Ach, diese Amerikaner! Diesen Stoßseufzer dürfte so mancher Brite nach der Stippvisite von US-Präsident Joe Biden bei König Charles III. am Montag ausgestoßen haben. Einmal mehr hielt sich jemand von Übersee so gar nicht an das Protokoll, das zum Tragen kommt, wenn man einem Royal gegenübersteht.

 

Umarmen, zupacken, auf die Schulter klopfen – dafür ist Biden bekannt. Der US-Präsident ist „touchy-feely“, wie man in seiner Heimat dazu sagt. Außerdem hält der 80-Jährige gern ein Schwätzchen. Wenn Biden plaudert, plaudert er. Da hat der wichtigste Mann der Welt alle Zeit der Welt – oder nimmt sie sich einfach.

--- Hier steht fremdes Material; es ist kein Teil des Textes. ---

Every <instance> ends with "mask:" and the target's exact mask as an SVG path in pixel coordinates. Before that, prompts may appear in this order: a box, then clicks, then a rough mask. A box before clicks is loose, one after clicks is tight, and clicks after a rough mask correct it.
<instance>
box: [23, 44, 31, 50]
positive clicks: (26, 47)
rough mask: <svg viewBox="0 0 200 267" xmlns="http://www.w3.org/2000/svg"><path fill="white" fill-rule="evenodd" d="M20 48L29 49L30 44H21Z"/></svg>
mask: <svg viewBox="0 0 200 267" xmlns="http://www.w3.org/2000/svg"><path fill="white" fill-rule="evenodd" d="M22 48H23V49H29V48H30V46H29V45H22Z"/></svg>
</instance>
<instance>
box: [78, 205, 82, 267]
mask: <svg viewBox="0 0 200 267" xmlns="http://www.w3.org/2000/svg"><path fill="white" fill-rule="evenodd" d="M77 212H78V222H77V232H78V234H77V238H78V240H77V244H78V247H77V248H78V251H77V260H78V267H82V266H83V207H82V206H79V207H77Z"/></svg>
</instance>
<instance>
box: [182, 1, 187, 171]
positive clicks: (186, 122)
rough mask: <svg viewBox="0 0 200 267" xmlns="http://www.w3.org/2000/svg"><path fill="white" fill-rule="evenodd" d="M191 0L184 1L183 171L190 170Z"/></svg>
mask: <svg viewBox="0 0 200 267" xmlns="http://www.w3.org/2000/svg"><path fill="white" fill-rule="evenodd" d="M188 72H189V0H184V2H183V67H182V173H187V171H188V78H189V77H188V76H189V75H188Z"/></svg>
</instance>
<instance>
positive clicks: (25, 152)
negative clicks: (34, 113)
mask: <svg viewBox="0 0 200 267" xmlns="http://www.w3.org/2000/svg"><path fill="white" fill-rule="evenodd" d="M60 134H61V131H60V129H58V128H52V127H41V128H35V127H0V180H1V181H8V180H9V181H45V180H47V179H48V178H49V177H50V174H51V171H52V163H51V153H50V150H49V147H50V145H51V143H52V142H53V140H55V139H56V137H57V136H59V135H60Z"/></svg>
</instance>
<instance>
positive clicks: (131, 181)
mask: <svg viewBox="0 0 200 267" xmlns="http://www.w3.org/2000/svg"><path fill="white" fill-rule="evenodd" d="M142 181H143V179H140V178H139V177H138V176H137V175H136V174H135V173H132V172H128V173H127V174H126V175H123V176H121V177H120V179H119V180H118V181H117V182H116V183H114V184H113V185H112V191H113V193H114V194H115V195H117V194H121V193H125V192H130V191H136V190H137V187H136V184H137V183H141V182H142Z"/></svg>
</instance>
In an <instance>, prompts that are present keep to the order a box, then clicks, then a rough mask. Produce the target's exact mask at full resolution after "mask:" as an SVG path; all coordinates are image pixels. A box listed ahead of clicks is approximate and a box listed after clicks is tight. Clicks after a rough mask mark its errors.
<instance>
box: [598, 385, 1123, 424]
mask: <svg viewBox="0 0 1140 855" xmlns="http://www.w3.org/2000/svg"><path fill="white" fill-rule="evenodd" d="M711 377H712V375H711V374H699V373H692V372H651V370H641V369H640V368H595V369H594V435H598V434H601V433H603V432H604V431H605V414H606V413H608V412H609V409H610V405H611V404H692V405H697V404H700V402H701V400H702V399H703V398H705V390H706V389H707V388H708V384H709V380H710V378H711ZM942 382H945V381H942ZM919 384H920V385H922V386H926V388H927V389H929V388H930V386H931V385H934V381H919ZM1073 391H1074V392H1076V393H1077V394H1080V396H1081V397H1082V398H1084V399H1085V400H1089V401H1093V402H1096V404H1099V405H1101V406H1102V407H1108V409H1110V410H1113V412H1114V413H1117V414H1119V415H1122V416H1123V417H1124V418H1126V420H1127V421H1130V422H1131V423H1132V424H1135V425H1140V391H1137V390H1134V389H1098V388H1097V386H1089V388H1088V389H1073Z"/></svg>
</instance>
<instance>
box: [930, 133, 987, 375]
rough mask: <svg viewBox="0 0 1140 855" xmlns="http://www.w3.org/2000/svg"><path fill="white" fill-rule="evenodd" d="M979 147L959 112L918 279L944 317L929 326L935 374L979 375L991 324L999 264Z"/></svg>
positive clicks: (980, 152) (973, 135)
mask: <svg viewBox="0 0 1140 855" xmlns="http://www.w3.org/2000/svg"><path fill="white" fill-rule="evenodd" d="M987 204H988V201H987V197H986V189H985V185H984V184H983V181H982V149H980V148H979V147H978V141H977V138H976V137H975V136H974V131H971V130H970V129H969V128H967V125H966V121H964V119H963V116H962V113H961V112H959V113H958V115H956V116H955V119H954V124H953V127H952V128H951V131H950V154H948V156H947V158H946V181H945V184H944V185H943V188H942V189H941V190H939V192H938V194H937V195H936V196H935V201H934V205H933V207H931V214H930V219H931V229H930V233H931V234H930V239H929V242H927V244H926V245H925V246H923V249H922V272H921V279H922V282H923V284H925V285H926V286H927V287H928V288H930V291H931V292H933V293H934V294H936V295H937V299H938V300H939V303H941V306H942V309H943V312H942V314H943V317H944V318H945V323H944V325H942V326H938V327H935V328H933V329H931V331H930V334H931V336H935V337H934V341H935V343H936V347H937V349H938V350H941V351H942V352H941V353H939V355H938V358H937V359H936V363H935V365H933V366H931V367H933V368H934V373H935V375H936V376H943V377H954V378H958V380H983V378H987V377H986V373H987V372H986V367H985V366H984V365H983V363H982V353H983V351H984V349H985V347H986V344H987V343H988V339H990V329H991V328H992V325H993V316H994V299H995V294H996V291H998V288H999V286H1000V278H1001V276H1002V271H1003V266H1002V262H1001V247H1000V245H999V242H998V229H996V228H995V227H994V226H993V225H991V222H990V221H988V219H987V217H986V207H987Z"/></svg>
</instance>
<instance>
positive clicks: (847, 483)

Weil Joe Biden eben Joe Biden ist, legte er in Windsor König Charles erst einmal die Hand auf die Schulter. Dabei lautet die ungeschriebene Regel im Umgang mit Royals doch eigentlich: „Don’t touch“ – bloß nicht anfassen. Den Monarchen schien das aber nicht weiter zu stören. Auch er berührte den Präsidenten freundschaftlich am Arm. Die beiden Männer kennen sich schon lange – schließlich war Biden bereits Vizepräsident unter dem 44. US-Präsidenten Barack Obama.

Doch damit nicht genug: Biden plauderte beim Abschreiten der Ehrengarde auch mit einem der Soldaten in Rotrock und Bärenfellmütze.

König Charles, der bekanntermaßen schon die Geduld verlieren kann, wenn ein Füller nicht so will wie er, versuchte den gesprächigen US-Präsidenten höflich loszueisen.

Biden ist nicht der erste, der über die Fallstricke des royalen Protokolls stolpert. 2018 echauffierten sich viele Britinnen und Briten über das Verhalten von Bidens Vorgänger Donald Trump bei einem Treffen mit Queen Elizabeth II. Erst ließen die Trumps die betagte Königin in der gleißenden Mittagssonne warten, dann kehrte der Präsident der Queen beim Abschreiten der Ehrengarde den Rücken zu. Der absolute Fauxpas kam aber später: In einem Interview plauderte Trump aus dem Nähkästchen und gab Interna aus seiner Audienz bei der Königin preis.

Und sogar Michelle Obama, für viele der Inbegriff der formvollendeten First Lady, griff im Buckingham Palace daneben – im wahrsten Sinne des Wortes: Auch sie legte der Queen bei einem Besuch im Jahr 2009 die Hand auf die Schulter. Und bekam dafür so viel Gegenwind, dass sie sich sogar 2018 in ihrer Autobiografie dafür rechtfertigte. Im Buch „Becoming“ verriet Obama, was sie zur eigentlich verbotenen Umarmung mit der Queen bewegt hatte: Die beiden Frauen sprachen darüber, wie unangenehm das lange Stehen in Schuhen mit hohen Absätzen sei. „Ich habe dann das gemacht, was ich immer mache, wenn ich mich mit jemandem verbunden fühle. Ich habe meine Gefühle gezeigt.“ Die Queen nahm die Geste der First Lady allerdings nicht übel: Sie umarmte Michelle Obama ihrerseits.